Le rouge, l’orangé, le bleu, dominaient dans leurs haillons, mais ternis, fanés, noyés sous les épaisseurs de poussière sale;—un Orient enfumé.
Beaucoup de ces femmes tenaient entre les dents une pipe courte. Les hommes étendus çà et là , accoudés à terre, fumaient presque tous, placides, leur œil de sylvain fixé devant eux dans le vague. Ils avaient, sous leurs loques, de grands airs de fierté. Quelques-uns dormaient sous les cabanes roulantes.
La file des voitures qui longeait le village était encore dans l’ombre, mais, en tête de la file, le soleil frappait la première de ces cabanes qui dépassait, un peu isolée, la ligne des maisons. Cette première voiture, mieux peinte et plus soignée que les autres, était celle de Zinzara, et, devant, au soleil, quelques Saintins s’étaient rassemblés, attirés par les sons du tambour et de la flûte.
Livette, en approchant du groupe, ne se doutait guère qu’en face de la voiture, dans la maison du cabaretier, derrière le rideau d’une fenêtre du premier étage, s’était posté Renaud, pour voir, de là , à son aise, la bohémienne qui jouait de la flûte et qui, en même temps, dansait, pieds nus et bras nus.
La flûte, une flûte double, aux deux tuyaux légèrement écartés, Zinzara la tenait avec beaucoup de grâce, et, les joues légèrement gonflées, elle y soufflait en soulevant tour à tour et abaissant les doigts, au gré d’un air bizarre, tantôt lent, tantôt furieusement saccadé. Et elle avait la tête rejetée en arrière,—en sorte qu’elle paraissait plus fière et plus agressive que jamais.

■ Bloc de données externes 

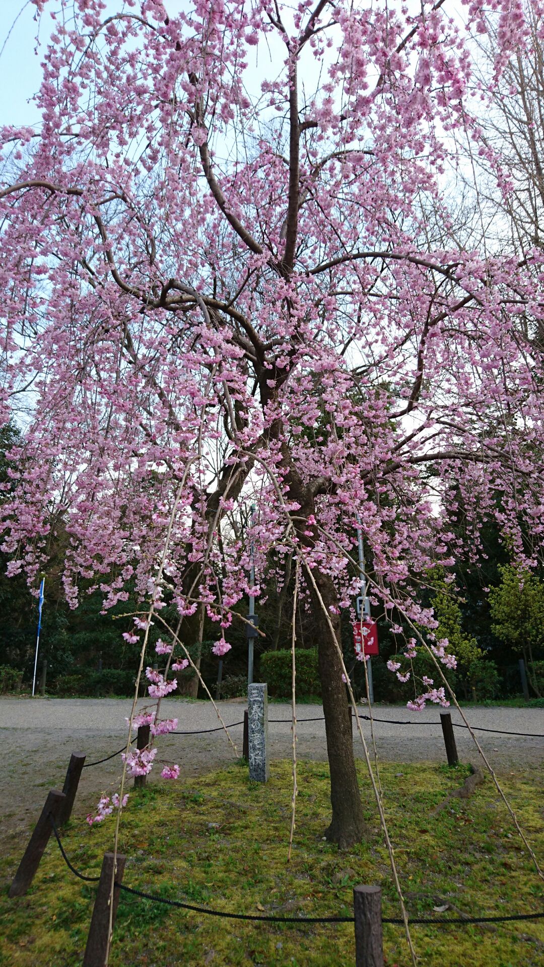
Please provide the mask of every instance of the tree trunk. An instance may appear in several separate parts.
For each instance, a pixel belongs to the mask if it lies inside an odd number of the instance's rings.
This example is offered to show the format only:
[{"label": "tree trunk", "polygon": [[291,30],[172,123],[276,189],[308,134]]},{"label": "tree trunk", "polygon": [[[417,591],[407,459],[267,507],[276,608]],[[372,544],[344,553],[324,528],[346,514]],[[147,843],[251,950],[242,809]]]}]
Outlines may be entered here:
[{"label": "tree trunk", "polygon": [[[329,606],[337,602],[334,584],[328,575],[319,571],[314,571],[313,574],[340,642],[340,616],[329,610]],[[308,583],[318,633],[318,669],[330,769],[332,819],[325,835],[331,842],[338,843],[341,849],[348,849],[360,842],[367,832],[353,755],[351,722],[346,685],[342,681],[340,656],[331,640],[330,627],[317,595]]]}]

Tout en jouant de la flûte, Zinzara dansait une danse mystérieuse comme elle. Ses pieds nus ne faisaient guère que marquer sur place un rythme lent. Sa danse n’était pour ainsi dire qu’un jeu d’attitudes. Elle variait en cadence les ondulations de tout son corps qui, très flexible et vigoureux, s’accusait, à chaque mouvement, sous les étoffes molles. Quand le rythme se faisait rapide, elle piétinait vivement, sur place toujours, comme en hâte d’arriver à un rendez-vous d’amoureux, où recommençaient des langueurs.

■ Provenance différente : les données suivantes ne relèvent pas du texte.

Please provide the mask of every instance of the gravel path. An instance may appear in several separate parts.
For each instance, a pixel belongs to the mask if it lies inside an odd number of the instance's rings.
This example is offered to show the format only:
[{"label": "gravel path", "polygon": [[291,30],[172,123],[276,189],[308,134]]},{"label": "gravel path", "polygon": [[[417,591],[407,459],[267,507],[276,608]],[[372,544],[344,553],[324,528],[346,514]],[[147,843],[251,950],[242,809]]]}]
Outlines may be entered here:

Assis à quelques pas de la danseuse, un jeune bohème, au regard noir et vague, frappait du poing, en songeant à autre chose, sur un large tambour de basque, autour duquel tressautaient diverses amulettes suspendues, scarabées d’Égypte, coquilles de nacre, bagues, larges anneaux d’oreilles.
Et le tambour semblait dire à la flûte double: «Sois tranquille: le mâle veille. Je suis là , père ou fiancé, moi, le mâle à la voix forte, et tu peux chanter en liberté ta joie et ta peine, nul ne te troublera: je veille! et c’est pour toi que bat mon cœur, dans ma poitrine large et bien sonore.»
Mais dans les sons du tambour de basque, la bohémienne, elle, entendait de tout autres choses; et, souriante, soufflant dans sa flûte aux deux tuyaux écartés, abaissant et relevant sur les trous ses doigts légers, Zinzara, attirante pour tous, serrée dans ses haillons souples, qui, plaqués sur elle, moulaient tour à tour ses hanches ou sa poitrine;—montrant, sous ses jupes relevées et accrochées à la ceinture, ses mollets nus, de couleur fauve,—Zinzara semblait ne pas voir les spectateurs.